One of my co-workers found this little gem on the topic that should hopefully help you out.

http://groups.google.ca/groups?q=di...204261017.305cb840@posting.google.com&rnum=30

Good Luck Crystal
crystalized_s@yahoo.com

--------------------------------------------------

Experience is one thing you can't get for nothing.

-Oscar Wilde

 

[forecasting]

SELECT myTbl.event_id
FROM myTbl INNER JOIN
(SELECT event_id AS e_id
FROM myTbl
GROUP BY event_id
HAVING COUNT(event_id) = 2) b ON myTbl.event_id = b.e_id
WHERE (myTbl.other_id IN (14, 45))
GROUP BY myTbl.event_id
HAVING (COUNT(myTbl.event_id) = 2)

The 2 would be the list length of the District_IDs variable passed to the SQL query.

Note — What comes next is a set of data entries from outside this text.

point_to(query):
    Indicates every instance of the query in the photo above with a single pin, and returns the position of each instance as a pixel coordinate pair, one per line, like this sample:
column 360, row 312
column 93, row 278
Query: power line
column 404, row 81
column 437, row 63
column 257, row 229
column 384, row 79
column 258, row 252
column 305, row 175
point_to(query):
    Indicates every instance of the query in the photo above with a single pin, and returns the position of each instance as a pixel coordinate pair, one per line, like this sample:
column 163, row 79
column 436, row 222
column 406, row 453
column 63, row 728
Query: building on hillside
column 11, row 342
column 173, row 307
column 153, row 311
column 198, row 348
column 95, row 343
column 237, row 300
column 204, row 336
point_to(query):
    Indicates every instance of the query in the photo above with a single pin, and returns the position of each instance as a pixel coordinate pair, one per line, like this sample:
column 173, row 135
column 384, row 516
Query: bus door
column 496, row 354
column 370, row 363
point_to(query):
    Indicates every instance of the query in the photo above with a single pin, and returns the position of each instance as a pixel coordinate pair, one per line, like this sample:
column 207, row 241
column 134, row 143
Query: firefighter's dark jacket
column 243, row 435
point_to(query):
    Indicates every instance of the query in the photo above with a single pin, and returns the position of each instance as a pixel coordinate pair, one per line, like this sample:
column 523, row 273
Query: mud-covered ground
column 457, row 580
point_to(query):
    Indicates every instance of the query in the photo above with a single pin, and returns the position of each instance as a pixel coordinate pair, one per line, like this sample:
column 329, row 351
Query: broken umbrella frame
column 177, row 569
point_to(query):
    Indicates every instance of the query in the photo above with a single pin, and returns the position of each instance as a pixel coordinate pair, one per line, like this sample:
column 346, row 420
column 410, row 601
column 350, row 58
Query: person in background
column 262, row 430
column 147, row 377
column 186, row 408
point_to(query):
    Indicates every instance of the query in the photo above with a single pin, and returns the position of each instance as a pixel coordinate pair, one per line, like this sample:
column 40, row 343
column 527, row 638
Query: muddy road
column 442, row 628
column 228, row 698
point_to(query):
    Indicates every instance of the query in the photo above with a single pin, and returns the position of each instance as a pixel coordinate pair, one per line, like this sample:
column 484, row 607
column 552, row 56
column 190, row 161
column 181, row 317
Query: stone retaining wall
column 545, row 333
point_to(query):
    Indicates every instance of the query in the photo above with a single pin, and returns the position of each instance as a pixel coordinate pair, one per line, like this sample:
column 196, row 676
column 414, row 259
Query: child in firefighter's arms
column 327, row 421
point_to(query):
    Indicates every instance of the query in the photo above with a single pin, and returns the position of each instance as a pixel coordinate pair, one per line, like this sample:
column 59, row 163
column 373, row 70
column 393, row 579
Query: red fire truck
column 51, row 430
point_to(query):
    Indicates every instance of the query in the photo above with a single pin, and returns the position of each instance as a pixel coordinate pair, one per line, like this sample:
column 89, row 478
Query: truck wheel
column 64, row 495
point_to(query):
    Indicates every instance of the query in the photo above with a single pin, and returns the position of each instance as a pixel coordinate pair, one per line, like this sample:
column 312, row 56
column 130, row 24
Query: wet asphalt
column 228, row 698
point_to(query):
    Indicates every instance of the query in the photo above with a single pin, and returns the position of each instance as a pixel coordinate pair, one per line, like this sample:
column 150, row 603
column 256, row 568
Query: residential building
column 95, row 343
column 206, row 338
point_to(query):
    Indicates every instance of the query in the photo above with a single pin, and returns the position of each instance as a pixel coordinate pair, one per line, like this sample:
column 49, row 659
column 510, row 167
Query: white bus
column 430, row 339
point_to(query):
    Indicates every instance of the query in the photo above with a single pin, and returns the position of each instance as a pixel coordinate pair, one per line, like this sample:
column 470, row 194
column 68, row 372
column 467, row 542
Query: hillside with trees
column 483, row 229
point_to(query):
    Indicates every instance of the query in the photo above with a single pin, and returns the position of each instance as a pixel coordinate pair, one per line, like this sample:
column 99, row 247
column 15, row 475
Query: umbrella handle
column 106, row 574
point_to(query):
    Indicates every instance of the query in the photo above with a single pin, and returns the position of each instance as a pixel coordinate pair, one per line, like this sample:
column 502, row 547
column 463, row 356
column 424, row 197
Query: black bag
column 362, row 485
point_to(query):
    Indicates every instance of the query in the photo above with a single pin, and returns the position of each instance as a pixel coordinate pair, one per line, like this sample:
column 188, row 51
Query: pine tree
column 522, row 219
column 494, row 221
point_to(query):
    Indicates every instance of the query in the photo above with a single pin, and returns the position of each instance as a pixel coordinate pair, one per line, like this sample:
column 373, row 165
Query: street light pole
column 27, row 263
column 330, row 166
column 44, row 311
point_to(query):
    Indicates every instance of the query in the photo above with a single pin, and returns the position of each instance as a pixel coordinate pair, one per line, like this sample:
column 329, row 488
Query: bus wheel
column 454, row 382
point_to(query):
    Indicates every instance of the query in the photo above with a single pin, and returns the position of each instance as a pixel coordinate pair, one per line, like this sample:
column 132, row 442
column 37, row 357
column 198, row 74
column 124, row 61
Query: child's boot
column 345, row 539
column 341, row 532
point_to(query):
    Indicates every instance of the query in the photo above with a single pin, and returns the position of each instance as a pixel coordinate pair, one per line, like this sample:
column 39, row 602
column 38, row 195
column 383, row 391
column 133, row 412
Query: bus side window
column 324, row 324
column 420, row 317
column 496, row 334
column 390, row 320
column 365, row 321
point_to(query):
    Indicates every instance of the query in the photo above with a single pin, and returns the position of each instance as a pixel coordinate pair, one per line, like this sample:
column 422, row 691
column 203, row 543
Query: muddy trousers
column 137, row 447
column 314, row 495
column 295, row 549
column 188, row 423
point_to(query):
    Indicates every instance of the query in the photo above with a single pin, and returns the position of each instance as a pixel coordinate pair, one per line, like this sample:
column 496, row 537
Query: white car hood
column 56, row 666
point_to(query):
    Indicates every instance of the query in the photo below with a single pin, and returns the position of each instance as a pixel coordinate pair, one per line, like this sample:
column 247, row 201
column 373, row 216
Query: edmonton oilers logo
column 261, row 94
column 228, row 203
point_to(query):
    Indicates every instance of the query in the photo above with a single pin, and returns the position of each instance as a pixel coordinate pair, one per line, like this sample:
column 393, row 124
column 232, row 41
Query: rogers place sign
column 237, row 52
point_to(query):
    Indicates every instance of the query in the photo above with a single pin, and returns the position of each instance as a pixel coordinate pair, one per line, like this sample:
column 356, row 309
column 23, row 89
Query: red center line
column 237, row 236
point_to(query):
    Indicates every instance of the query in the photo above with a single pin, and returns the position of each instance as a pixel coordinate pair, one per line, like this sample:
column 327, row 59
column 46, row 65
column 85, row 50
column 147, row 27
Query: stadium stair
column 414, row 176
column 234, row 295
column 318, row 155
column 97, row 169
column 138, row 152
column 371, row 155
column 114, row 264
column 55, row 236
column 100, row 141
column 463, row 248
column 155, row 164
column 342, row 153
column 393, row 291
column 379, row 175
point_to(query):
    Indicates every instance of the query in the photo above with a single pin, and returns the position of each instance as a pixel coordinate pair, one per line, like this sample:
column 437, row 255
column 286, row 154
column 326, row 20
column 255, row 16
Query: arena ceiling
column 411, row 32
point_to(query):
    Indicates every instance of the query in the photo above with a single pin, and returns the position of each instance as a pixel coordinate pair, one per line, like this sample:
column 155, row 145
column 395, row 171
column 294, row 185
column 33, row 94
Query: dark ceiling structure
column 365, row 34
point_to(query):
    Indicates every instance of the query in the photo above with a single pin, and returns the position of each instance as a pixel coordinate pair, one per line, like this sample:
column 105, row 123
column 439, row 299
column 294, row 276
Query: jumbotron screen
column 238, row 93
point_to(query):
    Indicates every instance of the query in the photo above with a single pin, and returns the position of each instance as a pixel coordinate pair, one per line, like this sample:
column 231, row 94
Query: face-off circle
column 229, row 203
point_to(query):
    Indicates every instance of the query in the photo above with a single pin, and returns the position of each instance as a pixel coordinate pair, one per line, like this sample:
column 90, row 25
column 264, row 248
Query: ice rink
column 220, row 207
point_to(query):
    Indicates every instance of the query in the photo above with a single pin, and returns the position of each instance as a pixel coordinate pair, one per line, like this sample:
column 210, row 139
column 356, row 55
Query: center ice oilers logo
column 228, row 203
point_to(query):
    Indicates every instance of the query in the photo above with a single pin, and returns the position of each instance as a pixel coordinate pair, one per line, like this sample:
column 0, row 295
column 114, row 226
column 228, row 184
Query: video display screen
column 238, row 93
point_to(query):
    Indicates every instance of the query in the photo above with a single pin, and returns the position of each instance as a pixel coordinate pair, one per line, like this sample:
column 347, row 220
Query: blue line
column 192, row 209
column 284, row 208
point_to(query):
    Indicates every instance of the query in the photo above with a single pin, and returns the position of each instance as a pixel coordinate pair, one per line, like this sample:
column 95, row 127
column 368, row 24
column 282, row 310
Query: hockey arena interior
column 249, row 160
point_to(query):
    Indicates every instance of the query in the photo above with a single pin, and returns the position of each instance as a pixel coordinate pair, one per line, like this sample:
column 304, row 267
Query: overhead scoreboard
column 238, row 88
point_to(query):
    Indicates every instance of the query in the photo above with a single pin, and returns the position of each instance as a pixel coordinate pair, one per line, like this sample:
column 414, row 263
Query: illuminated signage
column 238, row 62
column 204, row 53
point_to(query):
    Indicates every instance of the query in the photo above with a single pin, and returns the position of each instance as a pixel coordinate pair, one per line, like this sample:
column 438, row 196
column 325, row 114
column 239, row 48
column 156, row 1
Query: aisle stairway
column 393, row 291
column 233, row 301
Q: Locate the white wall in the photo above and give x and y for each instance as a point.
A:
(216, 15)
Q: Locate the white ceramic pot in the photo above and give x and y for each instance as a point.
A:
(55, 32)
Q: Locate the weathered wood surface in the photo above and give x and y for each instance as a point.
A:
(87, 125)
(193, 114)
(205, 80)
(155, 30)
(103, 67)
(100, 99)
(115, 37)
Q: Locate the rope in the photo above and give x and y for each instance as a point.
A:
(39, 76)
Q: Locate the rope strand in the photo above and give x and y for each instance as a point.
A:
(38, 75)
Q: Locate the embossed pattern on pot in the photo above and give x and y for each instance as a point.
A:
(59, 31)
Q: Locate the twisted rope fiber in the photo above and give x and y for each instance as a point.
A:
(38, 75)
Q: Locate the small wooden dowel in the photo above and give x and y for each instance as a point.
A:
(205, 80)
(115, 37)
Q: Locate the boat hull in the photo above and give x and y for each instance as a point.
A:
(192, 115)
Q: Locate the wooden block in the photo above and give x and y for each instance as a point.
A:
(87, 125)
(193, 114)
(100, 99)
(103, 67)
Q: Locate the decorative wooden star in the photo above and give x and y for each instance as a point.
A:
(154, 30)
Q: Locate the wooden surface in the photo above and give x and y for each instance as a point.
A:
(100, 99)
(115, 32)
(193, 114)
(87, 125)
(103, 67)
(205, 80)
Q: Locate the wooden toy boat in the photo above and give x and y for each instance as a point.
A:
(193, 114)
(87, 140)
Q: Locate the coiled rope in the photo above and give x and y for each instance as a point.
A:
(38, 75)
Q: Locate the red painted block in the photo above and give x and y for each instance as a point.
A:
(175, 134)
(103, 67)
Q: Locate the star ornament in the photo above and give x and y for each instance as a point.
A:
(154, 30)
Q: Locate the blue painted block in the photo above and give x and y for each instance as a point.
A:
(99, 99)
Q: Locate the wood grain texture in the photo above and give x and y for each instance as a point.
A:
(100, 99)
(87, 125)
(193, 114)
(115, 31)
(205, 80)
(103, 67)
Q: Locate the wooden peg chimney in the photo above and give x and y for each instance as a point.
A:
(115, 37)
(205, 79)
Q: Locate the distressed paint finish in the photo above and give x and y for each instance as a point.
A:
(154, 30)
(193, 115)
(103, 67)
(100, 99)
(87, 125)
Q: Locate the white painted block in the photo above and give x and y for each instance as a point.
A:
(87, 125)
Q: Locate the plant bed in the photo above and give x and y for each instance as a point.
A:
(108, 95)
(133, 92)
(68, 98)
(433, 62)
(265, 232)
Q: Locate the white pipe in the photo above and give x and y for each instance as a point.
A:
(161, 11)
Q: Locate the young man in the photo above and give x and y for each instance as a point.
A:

Where you see: District_ID NOT IN(14,45)

The 14,45 is the actual list passed to the SQL query as
a variable.

 

[forecasting]

SELECT myTbl.event_id
FROM myTbl INNER JOIN
(SELECT event_id AS e_id
FROM myTbl
GROUP BY event_id
HAVING COUNT(event_id) = 2) b ON myTbl.event_id = b.e_id
WHERE (myTbl.other_id IN (14, 45))
GROUP BY myTbl.event_id
HAVING (COUNT(myTbl.event_id) = 2)

The 2 would be the list length of the District_IDs variable passed to the SQL query.

Where you see: myTbl.other_id IN(14,45)

The 14,45 is the actual list passed to the SQL query as
a variable.

 

[SidianConsulting]

Forecasting,

Thanks, that works great! I haven't been able to break it yet

Crystal,

That link on google.ca groups is interesting. I'm going to check out writing the query using the relational division method to see how fast it is compared to Forecasting's query.

Again, many thanks to both of you for the generous help and time you put into this!

-Tek